Speaking to the media on Wednesday following a two-day meeting of the league’s Board of Governors, commissioner Adam Silver said the NBA likely won’t get involved in the Timberwolves‘ ownership dispute between current majority shareholder Glen Taylor and minority stakeholders Marc Lore and Alex Rodriguez, writes Chris Hine of The Star Tribune.

It’s not clear whether there will be a role for the league to get involved,” Silver said. “… They have a purchase agreement and there’s a dispute now in the purchase agreement and in their purchase agreement, they, in essence, pre-agreed to a dispute resolution mechanism that includes mediation and arbitration, and that’s where it stands.

There is no role for the league in that process.”

At Taylor’s request, Lore and Rodriguez agreed to buy the Timberwolves in three parts over multiple years.
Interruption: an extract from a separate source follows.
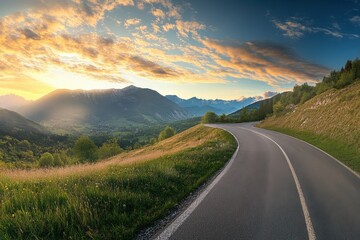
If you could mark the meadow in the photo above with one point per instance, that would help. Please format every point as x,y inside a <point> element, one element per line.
<point>112,199</point>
Lore and Rodriguez made the first two payments and currently control a 36% stake in the franchise, but Taylor voided the contract when he said the duo didn’t complete their final purchase option for another 40% on March 27. Silver suggested the unique structure of the deal may not permitted in future ownership transactions.

It’s certainly not ideal to have a stepped transaction like this,” Silver said. “I mean, it met our rules from that standpoint. And it’s what Glen Taylor wanted and it’s what they were willing to agree to at the time. But I think once the dust clears on this deal, it may cause us to reassess what sort of transactions we should allow.”

Here’s more from Silver’s press conference, which covered several other topics:

  • Raptors big man Jontay Porter, who is on a two-way deal, is under league investigation following multiple instances of betting irregularities related to his on-court performance. According to Brian Mahoney of The Associated Press, Silver said Porter could be permanently barred from the NBA if what he’s accused of is discovered to be true. “I have enormous range of discipline available to me,” Silver said. “It’s cardinal sin what he’s accused of in the NBA. The ultimate extreme option I have is to ban him from the game. That’s the level of authority I have here because there’s nothing more serious.” Porter has been listed as out for personal reasons for the past 10 games.
  • The NBA has multiple partnerships with gambling companies. Silver suggested the incident may cause the league to reevaluate those relationships going forward, per Tim Bontemps of ESPN. “At the end of the day, there’s nothing more important than the integrity of the competition,” Silver said. “And so, any issue raised around that is of great concern to me and to all commissioners, to all people who are safeguards, who are all people who are in a position and have a responsibility to safeguard the game. Again, this is a burgeoning industry in the United States. It’s been legal in other places in the world for decades. There’s lessons to be learned from the way that sports betting is monitored and regulated in other jurisdictions. And again, I think as these unfortunate examples come along, we may have to adjust our rules and our partner gaming companies and those companies that aren’t our partners may have to adjust their behavior as well.”
  • Silver said foul calls are down about four per game since the All-Star break and that’s something the league is pleased about, Mahoney writes. “I think there was a sense earlier in the season that there was too much of an advantage for the offensive players,” Silver said as part of a larger quote. “But again, the context is two fouls per team per game, and the end result, most importantly, we think is a better game.”
  • According to Mahoney, Silver once again reiterated that expansion won’t be on the table until the league finishes a new media rights deal. While Seattle and Las Vegas have long been rumored as frontrunners to land new teams, Silver said no talks have begun and “no one has an inside track to getting a deal done.”
  • Silver said star players have averaged 15% more games played this season with the additions of the player participation policy and 65-game requirements, tweets Jeff Zillgitt of USA Today. The NBA will set an attendance record in ’23/24 as well, Silver added.